You may have noticed a few things going downhill over the past few years, such as your ability to keep off unwanted weight and energy. Once, you would have been told that you're just "getting old" and nothing can be done, but as we know more about antiaging and longevity, this is no longer the universal view. While the most attention-grabbing antiaging remedies are more along the lines of exotic herbs and bioidentical hormones, poor sleep and inadequate sleep hygiene can contribute significantly to weight gain and other issues such as fatigue.
Hormones, Sleep and Weight Gain
Like countless other biological processes, the cycle of sleeping and waking is controlled by hormones. Melatonin promotes sleep, and cortisol wakes us up in the morning.
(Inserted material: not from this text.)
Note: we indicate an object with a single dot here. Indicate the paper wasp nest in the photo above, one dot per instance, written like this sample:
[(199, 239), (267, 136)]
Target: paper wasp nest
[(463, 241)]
This is not one-sided, however, as poor sleep habits can raise cortisol and lower melatonin. Several consecutive nights of sleep deprivation (four hours a night) has been shown in one study to increase afternoon and evening levels of cortisol, and to delay sleep by 1.5 hours. The rate of decrease in free cortisol was six times slower in sleep deprived volunteers, compared to those who were sleeping enough.
How does cortisol promote weight gain? There are several ways in which this happens. First, cortisol increases appetite, especially for energy-dense (high sugar, high fat) foods. This is why emotional eating is a common reaction to stress. Cortisol also stimulates the growth of visceral fat, which sits around our abdominal organs and is the most harmful form of body fat. Finally, it breaks down proteins in tissue such as that in the muscles, which not only means poorer strength and a more aged appearance, but less energy-consuming tissue too.
Sleep-promoting melatonin, on the other hand, may promote weight control. Multiple animal studies have shown that melatonin supplementation could reduce body fat, especially abdominal fat, and regulate insulin levels and food intake. These effects have not been tested in human volunteers yet. Preclinical and early human trials have found that melatonin may have other antiaging effects too, such as increasing bone density and protecting the brain.
High cortisol production can also promote weight gain by affecting other hormones. Both cortisol and DHEA, the precursor to our sex hormones, are made from the same hormone, known as pregnenolone. If we produce more cortisol, this pathway "steals" from the DHEA/sex hormone pathway. Low sex hormone levels lead to problems such as weight gain, seen in menopausal women. Research has shown some effect of hormone replacement therapy against menopausal weight gain, including abdominal fat.
The First Step to Dealing with Weight Gain
One of the first things you should do when you notice the weight creeping on is assess your sleep hygiene. Cortisol and melatonin release is affected by our sleeping habits and emotional state, as seen in the above research. A bedtime no later than 10:00pm is ideal, allowing cortisol to fall naturally and melatonin to rise. As cortisol is a stress hormone, try to avoid stressful activity or media in the 1-2 hours before bed. For melatonin, avoid the "blue" light from electronic devices in this time. Light suppresses melatonin, and we are more sensitive to blue light. If you want to read something, read a paper book (they smell better!). Remember, if you use your phone as an alarm clock, you can set it at any time of the day; it doesn't have to be right before bed.